By Matthew Scott
In a year where many people were shocked to find out that they wouldn’t be getting a tax return, it’s more important than ever to use the money you do have to your best advantage. So if you did get a tax return or if you are looking to be more financially responsible this year, here are three ideas to consider:
Open a Roth IRA – It’s always a good idea to put money away for retirement, and one of the best places to save is a Roth IRA. A Roth IRA allows you to contribute up to $6,000 of after-tax dollars for retirement in 2019; a catch-up provision allows those age 50 or older to contribute an additional $1,000. Placing retirement savings in a Roth lets the money grow with the advantage of knowing you can withdraw the funds tax free in retirement, avoiding the tax penalties of traditional individual retirement accounts (IRA). With a regular IRA, funds are taxed at your income tax rate at the time of withdrawal.

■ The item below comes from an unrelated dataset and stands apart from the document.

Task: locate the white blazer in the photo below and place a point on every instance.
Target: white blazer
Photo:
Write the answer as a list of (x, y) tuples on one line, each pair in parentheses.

Another benefit to a Roth IRA is that under certain circumstances, you can make early withdrawals to pay for college or to purchase a home for the first time. But there are income limits to opening a Roth; $137,000 for single filers and $203,000 for married couples filing jointly. If you can open one, it’s a great asset to have.
Invest in adding new skills – You can’t go wrong investing in yourself, so allocate some of your earnings and time this year to learning a new skill that will help you get a raise at work, start a more lucrative career or build a part-time business on the side. The idea is to increase your earning potential through self improvement. You can explore paying for a formal degree or certificate program at a local college or university (your employer may offer tuition assistance) or look for low-cost mini-courses to become more efficient at software programs that may be crucial to your advancement. There are online courses in new technologies like coding that may start you on a more stable career path, or executive education programs that can be completed in a matter of weeks. Investing some of your resources in education this year could lead to a significantly higher income in years to come.
Pay down debt – One of the best ways to free up money is to eliminate as much consumer debt as you can. Average interest rates on debt from major credit cards, department stores cards and other installment payments can range from 14% to 24% or more. Credit card penalty rates can be as high as 29.9%. This debt is compounded daily at rates far higher than your savings account, so you want to eliminate this drag on your finances as quickly as possible. Create a plan to pay off your smallest credit card balances first, then, add what you would have paid on those cards to payments on the next lowest balance until you pay them all off.
Once you’ve paid down your debt, check your credit score and consider closing some of the accounts that may have contributed to your debt woes. See if your credit score improves over the next three months and then search for better credit card offers on websites like bankrate.com or creditcards.com. Taking this approach will help you to be smarter about using and managing credit card and installment debt.